Kadının yüzü aniden düştü. "Ne beklerdim ki. Böle güzel kızı ben bulaydım bende kapardım." Gülümsedim. "Ben ineceğim.Size iyi günler."

"İyi günler kızımı.İlk dediklerimi sakın unutma emi." Koltuktan kalktım."Unutmam." Okula doğru adımlarken bile teyzenin surat ifadelerine, konuşmasına gülüyordum.Çok tatlı bir kadındı. Boncuk boncuk gözlerini çevreleyen kırışıklara rağmen güzeldi yüzü.

Bu lakırdılı dakikalar etkisini çabuk yitirdi ama.O hüzün beni bulduğu ilk an yeniden saldırdı ve kazandı. Duru'nun yanına gidene kadar ruh halim değişti durdu.
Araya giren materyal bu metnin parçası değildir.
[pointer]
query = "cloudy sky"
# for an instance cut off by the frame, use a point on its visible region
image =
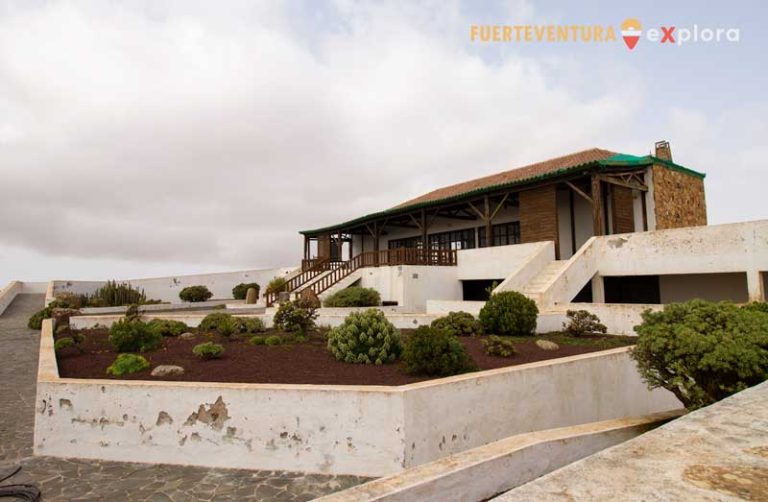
(158, 138)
Cidden hayatımda hiç bu denli dengesiz olmamıştım.

Geçen gün buluştuğumuz kafeye geçip oturdum.Ben oturdum oturmasına ama gözüme ilişen iki kişi huzursuzluğumu iki katına çıkardı. Yaklaşık üç ay kadar önce Boran'ın sevgilisi olan Aylin şu anda onunla birlikte çaprazımdaki masada oturuyordu. Kaşlarımı çattım. Ne konuştuklarını duyamıyordum fakat Aylin'in o pişkin suratını görebiliyordum.
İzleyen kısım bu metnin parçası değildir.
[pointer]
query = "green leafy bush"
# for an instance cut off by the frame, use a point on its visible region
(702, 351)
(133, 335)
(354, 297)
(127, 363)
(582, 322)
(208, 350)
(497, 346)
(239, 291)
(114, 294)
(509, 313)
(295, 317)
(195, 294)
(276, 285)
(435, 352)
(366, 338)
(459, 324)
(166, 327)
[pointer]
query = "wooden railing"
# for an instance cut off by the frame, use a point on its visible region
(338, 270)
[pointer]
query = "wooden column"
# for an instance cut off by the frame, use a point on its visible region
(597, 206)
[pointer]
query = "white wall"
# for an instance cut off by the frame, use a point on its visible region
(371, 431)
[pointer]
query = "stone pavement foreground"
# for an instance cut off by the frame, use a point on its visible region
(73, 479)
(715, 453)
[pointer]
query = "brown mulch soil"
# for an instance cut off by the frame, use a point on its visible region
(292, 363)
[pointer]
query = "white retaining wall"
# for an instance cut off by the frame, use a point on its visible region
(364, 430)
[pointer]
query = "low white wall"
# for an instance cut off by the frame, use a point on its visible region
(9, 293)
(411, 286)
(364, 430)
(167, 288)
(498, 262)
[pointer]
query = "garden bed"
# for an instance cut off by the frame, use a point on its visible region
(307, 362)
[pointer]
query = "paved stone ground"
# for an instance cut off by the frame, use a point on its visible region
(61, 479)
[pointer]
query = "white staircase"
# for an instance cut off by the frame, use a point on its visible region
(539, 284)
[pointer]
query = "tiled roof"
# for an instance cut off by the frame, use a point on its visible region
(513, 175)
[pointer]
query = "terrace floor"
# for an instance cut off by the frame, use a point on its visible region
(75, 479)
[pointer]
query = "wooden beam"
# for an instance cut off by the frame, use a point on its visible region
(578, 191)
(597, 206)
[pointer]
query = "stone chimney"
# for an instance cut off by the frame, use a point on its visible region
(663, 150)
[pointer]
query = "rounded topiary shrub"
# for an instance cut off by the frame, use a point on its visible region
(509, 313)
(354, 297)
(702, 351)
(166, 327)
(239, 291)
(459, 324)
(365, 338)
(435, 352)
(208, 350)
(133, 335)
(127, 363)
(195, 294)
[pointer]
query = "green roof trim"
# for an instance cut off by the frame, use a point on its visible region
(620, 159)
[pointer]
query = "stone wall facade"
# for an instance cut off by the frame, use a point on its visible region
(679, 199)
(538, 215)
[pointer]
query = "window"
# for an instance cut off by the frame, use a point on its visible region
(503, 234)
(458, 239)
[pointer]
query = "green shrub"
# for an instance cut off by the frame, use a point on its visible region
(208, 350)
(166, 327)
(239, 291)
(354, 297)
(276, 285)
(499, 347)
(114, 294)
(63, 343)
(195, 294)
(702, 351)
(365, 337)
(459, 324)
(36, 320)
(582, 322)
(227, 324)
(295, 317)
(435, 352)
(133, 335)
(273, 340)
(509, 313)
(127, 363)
Boran kollarını göğsünde bağlamış Aylin'i dinliyordu. Aylin ise her fırsatta ona dokunuyor, ağlıyormuş gibi yapıyordu. Her hafta kırmızıya boyattığı saçlarını omuzundan geriye attı. Bu hamlesiyle esmer tenindeki dövmesini gözler önüne sunmuştu.
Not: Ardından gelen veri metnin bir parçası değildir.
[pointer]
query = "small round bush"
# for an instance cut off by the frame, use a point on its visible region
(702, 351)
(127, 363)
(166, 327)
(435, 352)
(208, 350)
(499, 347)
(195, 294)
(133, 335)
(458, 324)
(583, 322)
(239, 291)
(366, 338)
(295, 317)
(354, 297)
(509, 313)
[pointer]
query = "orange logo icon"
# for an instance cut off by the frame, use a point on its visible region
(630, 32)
Ben bütün dikkatimle onları izlerken Duru geldi. Tam ağzını açacaktı ki onu susturdum." Şht, bak.Aylin hanım Boran beyle buluşmuş." Kıskançlık bedenime sirayet etmişti. Yapı olarak normalden daha fazla kıskançtım ama asla kendimi küçük düşürecek bir hareket yapmaz bu kıskançlığı başka yollardan dışarı çıkarmayı tercih ederdim. Genelde kalp kırarak.